Our faculty union mobilized like never before to resist Corbett’s cuts. There were daily trips to the Capitol by our union’s staff and representatives to lobby legislators. There were buses organized for large rallies on the Capitol steps. But even more importantly, I believe, was that our union leadership was pretty clear that our union needed to change. Our union needed to become more active, more organized, more…well…more like a real fighting union and less like an association of academics. I was and am proud of my union and of the steps we have taken to become an organization devoted to fighting for public higher education.
As I became more involved in my local and state union, I began to feel a gap growing between how I understood my role as a faculty member and how many of my colleagues see their role. I’ve come to understand that I tend to think systemically…that in order for us to have a vibrant system of public higher education, we must defend it. That if we are to fulfill our mission as faculty at a public university to not only train students for careers, but also for their roles as active, engaged citizens, then our curriculum, our courses, our professional practices should be models of such engagement.

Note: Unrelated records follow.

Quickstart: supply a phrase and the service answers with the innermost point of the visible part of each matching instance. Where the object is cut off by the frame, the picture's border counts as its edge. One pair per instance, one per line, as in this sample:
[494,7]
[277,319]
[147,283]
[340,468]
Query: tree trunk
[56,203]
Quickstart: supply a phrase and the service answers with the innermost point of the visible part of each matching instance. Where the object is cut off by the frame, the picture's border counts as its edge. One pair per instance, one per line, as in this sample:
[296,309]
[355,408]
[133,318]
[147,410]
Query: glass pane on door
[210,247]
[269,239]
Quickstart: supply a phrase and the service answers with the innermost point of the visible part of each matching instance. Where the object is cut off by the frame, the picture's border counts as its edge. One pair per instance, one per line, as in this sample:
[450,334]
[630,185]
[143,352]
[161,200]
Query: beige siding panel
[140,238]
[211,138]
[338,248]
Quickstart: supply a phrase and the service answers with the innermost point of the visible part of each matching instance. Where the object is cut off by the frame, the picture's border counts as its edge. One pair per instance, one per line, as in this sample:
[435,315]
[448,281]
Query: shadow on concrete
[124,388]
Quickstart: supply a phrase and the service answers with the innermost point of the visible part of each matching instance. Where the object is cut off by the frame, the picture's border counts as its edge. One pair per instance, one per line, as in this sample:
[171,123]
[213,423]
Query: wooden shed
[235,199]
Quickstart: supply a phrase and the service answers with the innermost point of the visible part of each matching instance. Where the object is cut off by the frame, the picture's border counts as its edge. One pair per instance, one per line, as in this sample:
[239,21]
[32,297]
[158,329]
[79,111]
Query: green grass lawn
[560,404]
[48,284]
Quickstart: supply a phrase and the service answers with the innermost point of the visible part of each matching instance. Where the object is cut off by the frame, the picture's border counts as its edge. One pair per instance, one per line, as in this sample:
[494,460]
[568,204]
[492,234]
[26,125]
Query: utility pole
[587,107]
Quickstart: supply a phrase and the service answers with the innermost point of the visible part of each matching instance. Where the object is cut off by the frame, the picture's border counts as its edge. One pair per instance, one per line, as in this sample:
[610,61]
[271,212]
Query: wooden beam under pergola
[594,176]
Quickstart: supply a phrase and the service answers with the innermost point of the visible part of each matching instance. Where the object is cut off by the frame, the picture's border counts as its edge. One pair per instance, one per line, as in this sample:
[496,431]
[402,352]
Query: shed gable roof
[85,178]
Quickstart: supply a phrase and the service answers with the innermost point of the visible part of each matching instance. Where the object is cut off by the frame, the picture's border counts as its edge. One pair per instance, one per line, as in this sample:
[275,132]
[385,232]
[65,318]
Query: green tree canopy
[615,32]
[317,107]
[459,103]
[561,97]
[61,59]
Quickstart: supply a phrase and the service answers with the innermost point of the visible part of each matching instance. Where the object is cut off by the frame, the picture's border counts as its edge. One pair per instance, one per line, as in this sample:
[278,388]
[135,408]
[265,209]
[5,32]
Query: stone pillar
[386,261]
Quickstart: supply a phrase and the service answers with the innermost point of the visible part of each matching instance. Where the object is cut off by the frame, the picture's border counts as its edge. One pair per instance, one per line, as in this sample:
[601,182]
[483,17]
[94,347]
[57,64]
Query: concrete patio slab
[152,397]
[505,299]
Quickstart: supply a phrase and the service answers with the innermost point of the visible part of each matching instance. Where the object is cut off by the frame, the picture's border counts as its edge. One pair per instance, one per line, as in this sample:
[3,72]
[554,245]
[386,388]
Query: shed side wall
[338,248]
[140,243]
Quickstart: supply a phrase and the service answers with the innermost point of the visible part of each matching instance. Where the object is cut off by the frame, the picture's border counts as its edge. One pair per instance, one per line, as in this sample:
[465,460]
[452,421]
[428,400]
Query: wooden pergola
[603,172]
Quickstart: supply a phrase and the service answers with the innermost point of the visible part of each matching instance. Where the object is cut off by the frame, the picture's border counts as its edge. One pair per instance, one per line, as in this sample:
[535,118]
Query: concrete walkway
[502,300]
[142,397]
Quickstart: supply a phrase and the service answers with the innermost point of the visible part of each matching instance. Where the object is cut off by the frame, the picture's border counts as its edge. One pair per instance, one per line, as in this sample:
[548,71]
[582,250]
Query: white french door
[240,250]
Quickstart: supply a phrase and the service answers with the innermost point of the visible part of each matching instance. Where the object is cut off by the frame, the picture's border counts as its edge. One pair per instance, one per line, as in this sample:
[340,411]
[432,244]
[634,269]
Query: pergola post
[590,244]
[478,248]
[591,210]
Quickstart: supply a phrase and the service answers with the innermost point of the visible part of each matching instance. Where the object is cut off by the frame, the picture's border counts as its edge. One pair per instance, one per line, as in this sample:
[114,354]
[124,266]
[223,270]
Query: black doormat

However, it should be said, that most faculty are not trained to behave in that way. Most of us are trained to be focused on our own, narrow area of research and/or teaching. Many of us were trained in graduate school to act as isolated individuals – protective of our turf, competitive to a fault. It’s weird if you think about it. Or, more accurately, it’s weird for me.
This semester I get a little break from the day-to-day of my university. I am on sabbatical working on my second book, Gettin’ Dirty: Activist Rhetorics for the Long Haul. It’s been a long time since I’ve been able to devote a significant amount of time to research (especially with two little kids at home). But this sabbatical is also giving me an opportunity to really think about where I go from here. I’ve always had a tense relationship with academia. Perhaps this was inevitable given the pedestal on which I put higher education since I was quite young. For all the craziness of academe, I continue to feel that it’s one of the few remaining spaces in which we get to practice democracy – to critically engage, to solve problems collaboratively, to be pushed beyond our comfort zones, and to pass on that passionate pursuit to our students and communities.
This blog is my limited attempt to assess where I go from here in my academic career, how to be a better advocate for education for democracy, and document some of the problematic patterns of academe and academics. I come at these questions with a commitment to critical teaching, equitable labor relations, and a commitment to education for their role as critically and publicly engaged individuals in a democracy. Yes, I know all of these things will raise the banner of critique. That’s fine.
It’s taken me a long time to write this post. Not because I’m saying something particularly difficult, but because I recognize as I write that I am still trying to wrap words around my experience. So, enough delay…time to post this and see where we go.